Anderson does have a certain functional charm about his work, which is why he seems far more mercenary than anything else. He’s indifferent to his cast, whether they’re series regulars or not. Most of the film is either Jovovich getting into one ultra-violent, special effects sensation or getting out of one. While she’s incredibly successful as far as physicality goes, it’s like both she and Anderson are completely disinterested in character development. So I guess it’s a perfect combination.

Supporting cast is fine. I mean, none of there performances matter and no one really irritates besides Fraser James and William Levy. Ruby Rose is likable and memorable. Ali Larter is fine; she’s back from one of the previous entries and has almost no energy for this one. It’s like, the world’s ending… Resident Evil VI, straight-to-video or straight-to-hell. Only it works for the movie. She’s exhausted with survival.

There are some excellent action set pieces and a couple okay suspense ones and then a truly phenomenal suspense one. It’s a nice surprise–Anderson’s figured out how to make characters just sympathetic enough to get viewer investment without writing them good scenes or dialogue. It’s mercenary. And competently mercenary.

Oh. Iain Glen. It’s his best performance in the series. Except half of it is awful. He can’t do the maniacal villain, so as the story takes the villain through degrees of wackiness, Glen’s performance fluctuates. It’s a pleasant surprise on its own, as he’s usually atrocious in these things.

Good photography from Glen MacPherson, competent editing from Doobie White. Resident Evil: The Final Chapter is about as good as anything called Resident Evil: The Final Chapter could be, which is sort of Anderson’s stock in trade. I mean, I’d definitely see this one again. I’ve been horrified at that thought for the last couple of them.

Resident Evil: Afterlife (2010, Paul W.S. Anderson)
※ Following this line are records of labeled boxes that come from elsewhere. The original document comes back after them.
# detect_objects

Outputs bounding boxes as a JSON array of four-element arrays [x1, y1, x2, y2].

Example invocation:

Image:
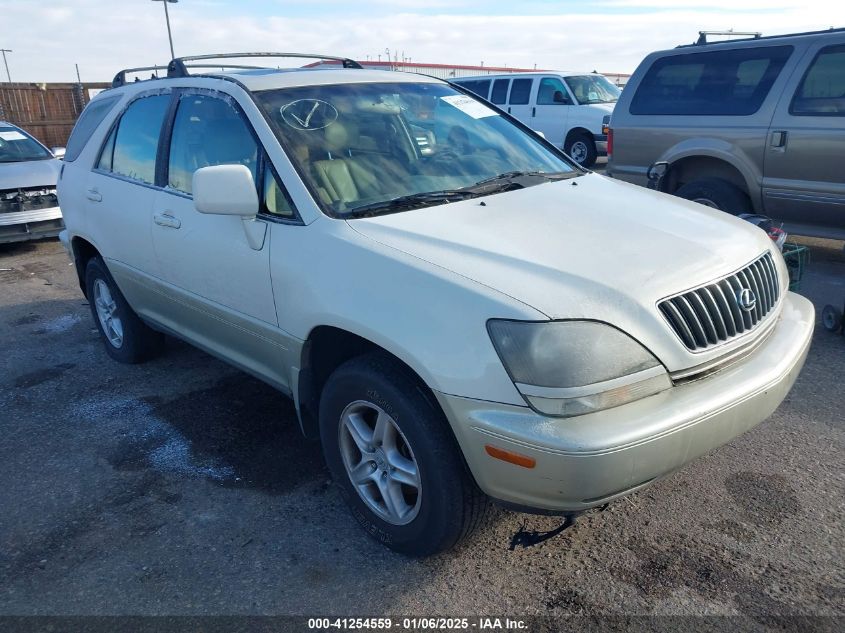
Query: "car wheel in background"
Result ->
[[85, 257, 164, 363], [320, 353, 488, 556], [563, 134, 598, 167], [675, 178, 751, 215]]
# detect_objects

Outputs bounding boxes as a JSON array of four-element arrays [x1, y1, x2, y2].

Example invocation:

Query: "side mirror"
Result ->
[[193, 165, 258, 218]]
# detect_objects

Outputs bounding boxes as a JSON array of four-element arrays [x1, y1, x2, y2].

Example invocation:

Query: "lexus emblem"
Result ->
[[736, 288, 757, 312]]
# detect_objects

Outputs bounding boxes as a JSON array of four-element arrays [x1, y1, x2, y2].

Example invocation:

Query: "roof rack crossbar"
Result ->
[[111, 66, 168, 88], [167, 53, 362, 77], [676, 27, 845, 48], [696, 31, 763, 44]]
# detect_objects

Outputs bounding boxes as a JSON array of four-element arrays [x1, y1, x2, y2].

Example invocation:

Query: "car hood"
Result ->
[[349, 174, 771, 366], [0, 158, 62, 189]]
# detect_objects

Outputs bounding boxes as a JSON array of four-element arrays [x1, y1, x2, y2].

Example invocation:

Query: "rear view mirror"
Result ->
[[193, 165, 258, 218]]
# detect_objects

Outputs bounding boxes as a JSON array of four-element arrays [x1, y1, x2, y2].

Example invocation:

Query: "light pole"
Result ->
[[0, 48, 15, 83], [153, 0, 179, 59]]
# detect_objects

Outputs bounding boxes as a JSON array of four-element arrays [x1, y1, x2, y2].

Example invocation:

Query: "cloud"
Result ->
[[0, 0, 845, 81]]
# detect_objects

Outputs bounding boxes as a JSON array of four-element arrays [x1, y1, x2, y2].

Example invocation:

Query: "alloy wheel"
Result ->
[[338, 400, 422, 525], [94, 279, 123, 349]]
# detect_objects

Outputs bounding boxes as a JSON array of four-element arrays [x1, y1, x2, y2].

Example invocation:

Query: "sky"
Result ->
[[0, 0, 845, 82]]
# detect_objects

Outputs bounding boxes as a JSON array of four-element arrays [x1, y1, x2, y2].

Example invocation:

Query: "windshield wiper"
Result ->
[[458, 171, 581, 193], [346, 189, 476, 218]]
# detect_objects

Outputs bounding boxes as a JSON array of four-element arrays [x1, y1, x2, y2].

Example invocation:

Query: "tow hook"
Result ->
[[646, 160, 669, 191]]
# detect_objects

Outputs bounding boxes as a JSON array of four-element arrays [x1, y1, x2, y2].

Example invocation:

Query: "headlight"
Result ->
[[487, 319, 672, 417]]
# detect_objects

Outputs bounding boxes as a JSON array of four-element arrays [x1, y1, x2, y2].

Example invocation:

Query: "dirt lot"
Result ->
[[0, 233, 845, 623]]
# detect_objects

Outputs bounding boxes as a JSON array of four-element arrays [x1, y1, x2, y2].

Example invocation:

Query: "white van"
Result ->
[[452, 71, 620, 167]]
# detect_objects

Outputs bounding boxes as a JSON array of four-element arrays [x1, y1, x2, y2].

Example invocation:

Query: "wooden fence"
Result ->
[[0, 83, 110, 147]]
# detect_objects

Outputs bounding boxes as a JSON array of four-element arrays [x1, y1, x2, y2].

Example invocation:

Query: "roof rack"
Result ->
[[678, 27, 845, 48], [696, 30, 763, 46], [111, 66, 167, 88], [167, 53, 363, 77]]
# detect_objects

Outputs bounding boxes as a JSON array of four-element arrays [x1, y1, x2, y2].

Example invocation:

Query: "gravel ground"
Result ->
[[0, 236, 845, 630]]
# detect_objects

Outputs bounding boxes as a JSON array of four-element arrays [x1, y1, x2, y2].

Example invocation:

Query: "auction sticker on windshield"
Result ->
[[440, 95, 498, 119], [0, 130, 26, 141]]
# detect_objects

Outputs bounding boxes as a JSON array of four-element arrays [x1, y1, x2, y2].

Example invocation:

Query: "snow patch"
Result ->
[[41, 314, 82, 334], [76, 396, 235, 481]]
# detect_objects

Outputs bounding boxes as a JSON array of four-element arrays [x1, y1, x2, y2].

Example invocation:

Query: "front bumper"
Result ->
[[0, 207, 65, 244], [437, 293, 815, 512]]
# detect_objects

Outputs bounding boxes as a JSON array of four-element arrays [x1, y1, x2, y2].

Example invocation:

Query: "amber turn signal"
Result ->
[[484, 444, 537, 468]]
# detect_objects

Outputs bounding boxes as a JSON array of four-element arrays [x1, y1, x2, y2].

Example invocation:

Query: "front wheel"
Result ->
[[320, 354, 487, 556], [563, 134, 598, 167]]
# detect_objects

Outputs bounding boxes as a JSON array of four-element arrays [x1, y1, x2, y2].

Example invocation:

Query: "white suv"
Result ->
[[59, 58, 814, 555]]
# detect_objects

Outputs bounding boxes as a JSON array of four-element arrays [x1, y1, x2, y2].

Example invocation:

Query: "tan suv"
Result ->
[[607, 29, 845, 239]]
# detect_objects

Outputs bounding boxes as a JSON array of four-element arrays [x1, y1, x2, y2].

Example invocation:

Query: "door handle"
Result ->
[[153, 211, 182, 229], [771, 130, 788, 149]]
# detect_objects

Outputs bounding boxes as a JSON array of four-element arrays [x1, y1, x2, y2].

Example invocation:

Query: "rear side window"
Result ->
[[508, 79, 534, 105], [490, 79, 511, 105], [64, 95, 120, 162], [789, 44, 845, 116], [97, 95, 170, 185], [630, 46, 793, 116], [537, 77, 569, 105], [167, 95, 258, 193], [458, 79, 490, 99]]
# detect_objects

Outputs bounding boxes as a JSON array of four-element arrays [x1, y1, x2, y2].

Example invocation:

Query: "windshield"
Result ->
[[256, 82, 581, 218], [0, 126, 53, 163], [564, 75, 622, 105]]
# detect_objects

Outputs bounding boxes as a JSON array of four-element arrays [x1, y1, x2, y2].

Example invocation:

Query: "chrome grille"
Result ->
[[658, 253, 780, 351]]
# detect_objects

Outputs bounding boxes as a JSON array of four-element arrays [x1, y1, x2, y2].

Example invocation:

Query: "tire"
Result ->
[[822, 305, 842, 332], [320, 353, 489, 556], [85, 257, 164, 364], [563, 132, 599, 167], [675, 178, 751, 215]]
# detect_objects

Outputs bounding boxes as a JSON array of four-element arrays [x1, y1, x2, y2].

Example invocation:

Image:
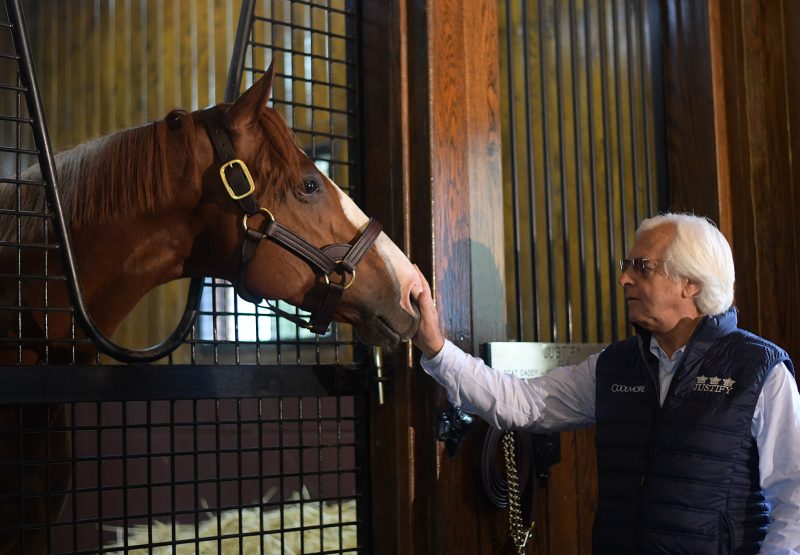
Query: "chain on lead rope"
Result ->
[[503, 431, 535, 555]]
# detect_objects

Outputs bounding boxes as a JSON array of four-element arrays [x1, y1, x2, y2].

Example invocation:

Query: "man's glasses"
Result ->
[[619, 258, 666, 277]]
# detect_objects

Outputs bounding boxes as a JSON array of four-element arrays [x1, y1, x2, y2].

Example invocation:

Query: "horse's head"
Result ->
[[177, 67, 421, 346]]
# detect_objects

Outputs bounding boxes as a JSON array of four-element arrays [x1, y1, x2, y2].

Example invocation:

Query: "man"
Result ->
[[414, 214, 800, 555]]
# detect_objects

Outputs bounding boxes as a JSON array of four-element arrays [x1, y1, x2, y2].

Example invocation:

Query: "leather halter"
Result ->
[[200, 106, 381, 333]]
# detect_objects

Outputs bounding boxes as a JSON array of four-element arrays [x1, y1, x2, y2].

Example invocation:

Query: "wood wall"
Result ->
[[365, 0, 800, 555]]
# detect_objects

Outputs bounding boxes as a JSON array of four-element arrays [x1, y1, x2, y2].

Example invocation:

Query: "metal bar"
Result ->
[[534, 0, 558, 341], [506, 0, 528, 341], [568, 0, 591, 342], [551, 3, 578, 342], [225, 0, 256, 102], [0, 364, 368, 404]]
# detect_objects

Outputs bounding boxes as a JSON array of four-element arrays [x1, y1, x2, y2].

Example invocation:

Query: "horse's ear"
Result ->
[[225, 63, 275, 129]]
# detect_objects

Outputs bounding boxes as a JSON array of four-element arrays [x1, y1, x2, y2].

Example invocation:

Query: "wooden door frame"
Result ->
[[361, 0, 506, 554]]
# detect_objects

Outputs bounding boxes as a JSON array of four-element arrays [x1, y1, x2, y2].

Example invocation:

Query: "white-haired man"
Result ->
[[414, 214, 800, 555]]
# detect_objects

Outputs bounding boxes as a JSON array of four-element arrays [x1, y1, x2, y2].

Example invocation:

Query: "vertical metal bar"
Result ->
[[598, 0, 625, 341], [256, 397, 266, 555], [508, 1, 542, 341], [121, 401, 130, 551], [583, 1, 613, 342], [642, 0, 670, 211], [168, 400, 178, 545], [539, 0, 558, 341], [95, 402, 103, 545], [553, 2, 574, 342], [569, 0, 591, 342], [71, 403, 79, 551], [611, 0, 629, 253], [236, 399, 244, 555], [622, 0, 650, 225], [506, 0, 524, 341], [192, 399, 202, 553], [225, 0, 256, 102]]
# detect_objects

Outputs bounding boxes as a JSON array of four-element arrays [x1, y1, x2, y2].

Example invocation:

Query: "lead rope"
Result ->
[[503, 431, 536, 555]]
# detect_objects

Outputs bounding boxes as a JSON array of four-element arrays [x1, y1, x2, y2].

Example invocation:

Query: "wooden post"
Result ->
[[363, 0, 506, 554]]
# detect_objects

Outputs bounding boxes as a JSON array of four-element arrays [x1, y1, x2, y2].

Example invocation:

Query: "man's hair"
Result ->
[[636, 213, 736, 315]]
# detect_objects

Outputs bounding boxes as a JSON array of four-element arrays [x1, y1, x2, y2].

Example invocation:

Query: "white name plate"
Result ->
[[484, 341, 606, 378]]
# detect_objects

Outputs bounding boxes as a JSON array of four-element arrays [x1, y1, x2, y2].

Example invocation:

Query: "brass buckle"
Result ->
[[219, 158, 256, 200]]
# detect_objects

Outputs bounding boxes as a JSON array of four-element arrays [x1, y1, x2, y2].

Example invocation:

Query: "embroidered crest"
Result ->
[[692, 376, 736, 395]]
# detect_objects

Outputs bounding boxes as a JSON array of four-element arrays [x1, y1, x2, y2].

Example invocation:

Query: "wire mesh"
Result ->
[[498, 0, 667, 343]]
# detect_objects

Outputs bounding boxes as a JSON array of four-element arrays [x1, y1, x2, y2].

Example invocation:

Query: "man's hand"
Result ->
[[411, 264, 444, 358]]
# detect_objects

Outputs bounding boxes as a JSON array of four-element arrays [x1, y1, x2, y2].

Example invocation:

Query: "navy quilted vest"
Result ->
[[593, 309, 792, 555]]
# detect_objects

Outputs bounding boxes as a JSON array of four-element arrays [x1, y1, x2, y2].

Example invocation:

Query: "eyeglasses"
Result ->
[[619, 258, 666, 277]]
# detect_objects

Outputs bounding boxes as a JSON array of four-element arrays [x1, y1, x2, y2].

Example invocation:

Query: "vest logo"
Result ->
[[691, 376, 736, 395], [611, 383, 647, 393]]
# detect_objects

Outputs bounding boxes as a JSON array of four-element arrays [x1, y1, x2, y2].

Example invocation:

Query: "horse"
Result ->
[[0, 66, 421, 553]]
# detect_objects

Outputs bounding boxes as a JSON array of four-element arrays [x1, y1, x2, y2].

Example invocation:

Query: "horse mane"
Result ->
[[0, 117, 192, 244], [56, 117, 188, 226], [0, 106, 301, 242], [250, 106, 303, 202]]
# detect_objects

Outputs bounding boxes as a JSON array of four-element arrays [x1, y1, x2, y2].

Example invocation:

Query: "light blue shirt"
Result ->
[[421, 340, 800, 555]]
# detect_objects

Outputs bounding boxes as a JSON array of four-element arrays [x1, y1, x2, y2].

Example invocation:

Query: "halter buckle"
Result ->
[[322, 258, 356, 291], [219, 158, 256, 200]]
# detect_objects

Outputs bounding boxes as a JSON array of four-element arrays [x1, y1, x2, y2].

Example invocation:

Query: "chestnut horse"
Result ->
[[0, 67, 421, 553]]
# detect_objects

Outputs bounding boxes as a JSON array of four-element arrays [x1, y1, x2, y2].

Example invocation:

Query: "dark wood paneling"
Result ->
[[665, 0, 800, 370], [662, 0, 719, 222]]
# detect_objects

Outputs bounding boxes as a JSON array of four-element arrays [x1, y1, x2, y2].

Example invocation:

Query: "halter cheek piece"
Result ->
[[200, 106, 381, 333]]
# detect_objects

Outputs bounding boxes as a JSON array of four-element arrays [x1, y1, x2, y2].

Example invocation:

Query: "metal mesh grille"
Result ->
[[0, 2, 369, 553]]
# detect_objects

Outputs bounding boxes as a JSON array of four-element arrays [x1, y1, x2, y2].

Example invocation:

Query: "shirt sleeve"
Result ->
[[421, 340, 597, 432], [753, 363, 800, 555]]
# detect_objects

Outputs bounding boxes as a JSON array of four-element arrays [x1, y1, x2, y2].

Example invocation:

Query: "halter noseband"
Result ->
[[200, 106, 381, 333]]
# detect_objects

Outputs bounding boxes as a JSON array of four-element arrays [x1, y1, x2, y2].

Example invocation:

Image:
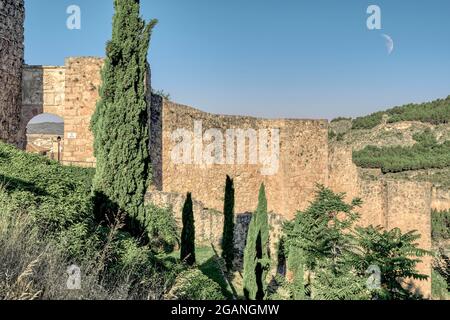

Anderson is clearly getting bored with the Resident Evil franchise at this point–even though he returns to direct (I imagine it was because it’s in 3D). Afterlife has three distinct beginnings, something I’m actually unfamiliar seeing. Having too many endings is one thing, but having too many beginnings… doesn’t happen a lot.

The problem is Anderson closed the previous film with a cliffhanger he seemingly never intended to resolve. Here, he resolves that cliffhanger, turns the previous entry’s ending into a mystery needing resolving and then introduces the lone band of survivors for this picture (one can easily forget Resident Evil movies are zombie movies and need their bands of survivors).

The survivors are fairly well-cast–Kim Coates has lots to do, Boris Kodjoe is good as an NBA star turned zombie hunter (Anderson clearly watched “Battlestar Galactica”). Of course, the movie’s got a big action finale and the two other beginnings, so there’s not much time with the survivors.

Here Jovovich, the franchise’s glue, has to hold the film together against Anderson’s disinterest and Shawn Roberts. Roberts plays the villain. He gives the worst performance I’ve seen in memory in a theatrical release.

The two other principle victims of Anderson’s disinterest are Ali Larter and Wentworth Miller, whose backstories highlight the film’s reliance of contrivance. Both are decent nonetheless.

Afterlife gets real bad at times, but Anderson always wakes up to pull it through.

It’s a shame he doesn’t give wife Jovovich writing worthy her considerable ability.